I didn't see this post. I'll have em look at that and ask them about it.


----------



## Orthoguy (Dec 4, 2011)

TheFist said:


> Thanks, definately don't want to buy something else if I don't have to.
> 
> My cranks are the Deore not the SLX, there's a big difference between the two...right?


I would say there is likely more difference in weight than in strength.

Sent from my DROID RAZR using Tapatalk 2


----------



## TooTallUK (Jul 5, 2005)

digitalayon said:


> Yeah I know what you did.....You ****ed up your bottom bracket!!!


He can't make that call from what you described, so there is probably nothing wrong with your bottom bracket. Get your bike shop to give it the once over, then ride it again and keep riding it until something does break! Then you can think about upgrading a component, but not until you've worn it out / broken it!


----------



## donalson (Apr 13, 2004)

the pop is commonly from shifting under power... that will kill a chain so be careful.

as for your crank... deore is just fine, the best riders prob wouldn't notice any difference outside of weight... heck I can run some "weak" old sugino with square taper without issue... 

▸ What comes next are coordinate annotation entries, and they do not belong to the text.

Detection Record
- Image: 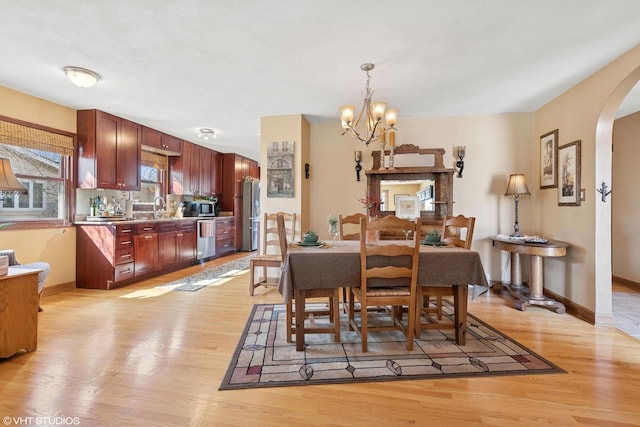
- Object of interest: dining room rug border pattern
[219,301,566,390]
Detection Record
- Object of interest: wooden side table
[491,236,569,314]
[0,267,40,358]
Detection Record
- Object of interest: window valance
[0,120,73,156]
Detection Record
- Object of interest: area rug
[158,255,253,292]
[219,303,566,390]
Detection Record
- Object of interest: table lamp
[504,173,531,237]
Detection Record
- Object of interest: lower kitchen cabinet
[133,223,158,277]
[216,216,236,257]
[76,217,235,290]
[158,221,196,270]
[76,224,135,289]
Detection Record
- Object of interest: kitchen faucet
[153,196,167,219]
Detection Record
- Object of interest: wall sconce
[355,151,362,181]
[456,145,466,178]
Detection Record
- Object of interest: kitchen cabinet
[220,153,260,249]
[142,126,182,156]
[76,224,135,289]
[76,218,202,290]
[169,141,222,196]
[77,110,142,191]
[216,216,236,257]
[133,223,158,277]
[158,221,196,269]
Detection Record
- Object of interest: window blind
[0,120,73,156]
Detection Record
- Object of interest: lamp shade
[504,173,531,196]
[0,157,27,194]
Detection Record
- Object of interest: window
[140,151,169,203]
[0,117,74,224]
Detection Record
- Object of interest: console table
[0,267,40,358]
[491,236,569,314]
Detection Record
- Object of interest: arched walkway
[593,66,640,326]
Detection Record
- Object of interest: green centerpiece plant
[302,230,318,243]
[426,230,440,243]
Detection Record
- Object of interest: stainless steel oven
[196,218,216,261]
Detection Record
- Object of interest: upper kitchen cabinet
[77,110,142,191]
[169,141,222,196]
[221,153,260,214]
[142,126,182,156]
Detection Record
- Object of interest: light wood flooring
[0,254,640,426]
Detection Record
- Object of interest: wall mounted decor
[558,140,580,206]
[267,141,295,198]
[540,129,558,188]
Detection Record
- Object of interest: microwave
[178,200,217,217]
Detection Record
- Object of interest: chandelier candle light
[340,63,398,150]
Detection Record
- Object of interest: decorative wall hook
[354,151,362,181]
[597,181,613,203]
[456,145,466,178]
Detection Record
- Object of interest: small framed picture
[395,195,420,219]
[540,129,558,188]
[558,140,580,206]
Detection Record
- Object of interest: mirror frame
[365,144,455,224]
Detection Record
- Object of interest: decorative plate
[420,240,447,246]
[298,242,324,246]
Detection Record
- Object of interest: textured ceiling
[0,0,640,159]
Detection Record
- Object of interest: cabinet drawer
[158,221,178,233]
[216,236,235,255]
[136,223,156,234]
[116,225,133,237]
[115,235,133,251]
[216,216,236,227]
[178,221,196,230]
[114,262,134,282]
[114,245,134,265]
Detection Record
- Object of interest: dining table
[278,240,488,351]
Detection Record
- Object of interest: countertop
[73,216,229,225]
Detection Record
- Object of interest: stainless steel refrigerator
[240,181,260,251]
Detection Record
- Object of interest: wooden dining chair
[338,213,367,240]
[249,212,296,296]
[338,213,368,314]
[416,215,476,338]
[349,216,422,353]
[284,215,340,342]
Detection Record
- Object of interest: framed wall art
[395,195,420,219]
[540,129,558,189]
[267,141,295,197]
[558,140,580,206]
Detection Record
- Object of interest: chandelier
[340,63,398,145]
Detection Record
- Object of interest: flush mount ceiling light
[340,63,398,145]
[64,67,100,87]
[198,128,218,141]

I would take the bike into the shop and let them look it over... there is a chance something is slightly mis adjusted


----------



## TheFist (May 4, 2010)

One of the cogs was trying to lift the chain off of the cog the chain was riding on. This was somewhere near the middle of the cassette. I adjusted the deraillure and got that fixed. There is still some funky shifting going on when the chain moves to the largest cog.

Some noise out of the cassette when pedaling hard in the smaller cogs. For the first time ever messing with something like this I was glad to get it dialed in enough to ride and shift through all the gears. It shifts real smooth on the smaller cogs but a little rougher on the last 2 larger cogs.

Will take it in this weekend, show the guys at the shop what's up and tell them what I did and get it tuned and try again next time.


----------



## crossracer (Jun 27, 2004)

One of the things I have seen over the years is that the arms don't get tightened by the bike builders . Especially important if it is a square taper crank which is still produced for deore. 
Get an Allen key into those bolts and tighten them down. Once a crank gets deformed it's new crank time 

Bill


----------



## digitalayon (Jul 31, 2007)

He should check pedals too. I just replaced some making bottom bracket sound so I thought.


----------



## sir_crackien (Feb 3, 2008)

What the others have said, the Deore crank is a fine crank. I actually bought them for my commuter bike when I built it because of their value. They are a bit heavy but they preform top notch. I am also running the stock bottom bracket on them as well. Most likely you should have someone look at the bike to make sure that it is 100%. Also like the others have said being a bigger guy you really need to let off the pedal power when you are shifting just like in a manual car.


----------



## TheFist (May 4, 2010)

crossracer said:


> One of the things I have seen over the years is that the arms don't get tightened by the bike builders . Especially important if it is a square taper crank which is still produced for deore.
> Get an Allen key into those bolts and tighten them down. Once a crank gets deformed it's new crank time
> 
> Bill


THats a good point. After a few days of riding when I first got the back I found my front tire loose in the forks. Tightened up the front and rear right then. When I got home went through everything to make sure it was good and tight.


----------



## binrat (May 25, 2005)

donalson said:


> the pop is commonly from shifting under power... that will kill a chain so be careful.
> 
> as for your crank... deore is just fine, the best riders prob wouldn't notice any difference outside of weight... heck I can run some "weak" old sugino with square taper without issue...
> 
> I would take the bike into the shop and let them look it over... there is a chance something is slightly mis adjusted


Or possibly loosened up after the first few rides. Have you mechanic check it out and check to make sure everything is tight as well.


----------